The base was one of several victims of the 1994 base closures. Chad moved to the Twin Cities to be near his parents and moved again in 2007 to Pelican Rapids when his job transferred to the west central Minnesota community.
Although his parents divorced when Chad was young, he has been reconnecting with his father, who also moved to Otter Tail County. They enjoy motorcycling and participating in events like the Boots on the Ground Fun Run.
Recently the pair took part in a ride in Missouri.
“For me it was about the ride, and for him it was being with his friends,” Chad said. “But I could sit back, and they would start talking about the things that had happened to them. “Just to hear him talk about those stories.

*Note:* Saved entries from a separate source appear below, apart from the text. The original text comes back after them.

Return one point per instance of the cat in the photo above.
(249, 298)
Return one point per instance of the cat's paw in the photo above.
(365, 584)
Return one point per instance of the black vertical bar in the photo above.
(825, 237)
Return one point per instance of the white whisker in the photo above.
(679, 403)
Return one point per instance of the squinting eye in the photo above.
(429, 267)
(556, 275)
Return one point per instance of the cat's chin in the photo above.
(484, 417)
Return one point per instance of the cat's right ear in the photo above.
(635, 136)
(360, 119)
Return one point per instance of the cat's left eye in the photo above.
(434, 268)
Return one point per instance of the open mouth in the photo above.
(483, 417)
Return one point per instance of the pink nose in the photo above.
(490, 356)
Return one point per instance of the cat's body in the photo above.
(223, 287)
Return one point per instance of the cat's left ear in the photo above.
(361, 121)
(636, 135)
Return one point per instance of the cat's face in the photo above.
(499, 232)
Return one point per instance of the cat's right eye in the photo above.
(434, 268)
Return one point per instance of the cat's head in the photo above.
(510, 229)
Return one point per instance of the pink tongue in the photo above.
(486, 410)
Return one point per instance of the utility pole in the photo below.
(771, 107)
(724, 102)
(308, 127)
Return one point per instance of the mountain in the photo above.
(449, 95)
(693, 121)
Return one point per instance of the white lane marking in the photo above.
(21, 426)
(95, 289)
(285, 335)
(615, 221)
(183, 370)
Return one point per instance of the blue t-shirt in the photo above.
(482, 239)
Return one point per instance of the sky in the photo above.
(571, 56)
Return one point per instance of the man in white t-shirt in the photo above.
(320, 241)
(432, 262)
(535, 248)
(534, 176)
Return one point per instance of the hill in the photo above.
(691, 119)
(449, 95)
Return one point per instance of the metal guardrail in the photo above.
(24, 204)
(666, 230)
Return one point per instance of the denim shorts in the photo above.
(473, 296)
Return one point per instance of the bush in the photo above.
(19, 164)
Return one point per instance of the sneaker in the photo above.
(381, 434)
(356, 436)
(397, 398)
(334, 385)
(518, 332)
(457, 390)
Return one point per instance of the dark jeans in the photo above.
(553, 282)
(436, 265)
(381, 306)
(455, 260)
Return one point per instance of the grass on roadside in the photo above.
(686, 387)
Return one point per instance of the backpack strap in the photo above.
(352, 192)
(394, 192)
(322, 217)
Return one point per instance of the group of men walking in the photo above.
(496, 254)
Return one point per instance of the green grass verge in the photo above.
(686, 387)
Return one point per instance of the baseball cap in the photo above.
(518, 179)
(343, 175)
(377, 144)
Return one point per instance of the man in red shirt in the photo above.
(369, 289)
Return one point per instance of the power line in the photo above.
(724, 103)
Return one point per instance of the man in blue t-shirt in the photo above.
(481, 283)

I would sit back and take it in.”
Military service stories of other boots were equally compelling from those worn during Desert Storm to a pair worn by Mitch Davis’ father, a World War II Pearl Harbor attack survivor.
“When we learned about the project, we jumped on board,” he said.
As the boots were placed around the cul de sac, a small American flag was also put through the laces.
Residents of the nursing home congregated around the grounds looking at the motorcycles and the boot display. After a brief ceremony, the motorcyclists took off, each one driving around the cul de sac to wave at the veterans and show them their bikes.
“They just love this,” said Darcy who’s also a recreation assistant at the Veterans Home.
There were 150 motorcycles registered for the event who raised more than $6,000 for the Veterans Home’s recreation department. The money will defray expenses for special outings, including trips to the Fargo Air Show, sporting events and dinner at the local VFW and American Legion.
“Some of these guys don’t have family who live nearby,” Darcy said. “The outings and events like this are so important to them.”
The event has seen some changes over its existence. Todd Peterson, from Underwood, spearheaded it for 10 years. It was named the POW-MIA Motorcycle Run. He turned the reins over to Darcy and Craig who talked to Craig’s friend, Eric Marts, about the event. Marts, who hosts Heroes from the Heartland on WDAY, suggested a name change to Boots on the Ground. The name stuck.
Out of those discussions came the idea for the boots display.
No matter what changes the event has experienced, one thing has remained constant from the start: It’s all geared to support and honor the veterans who’ve served their country.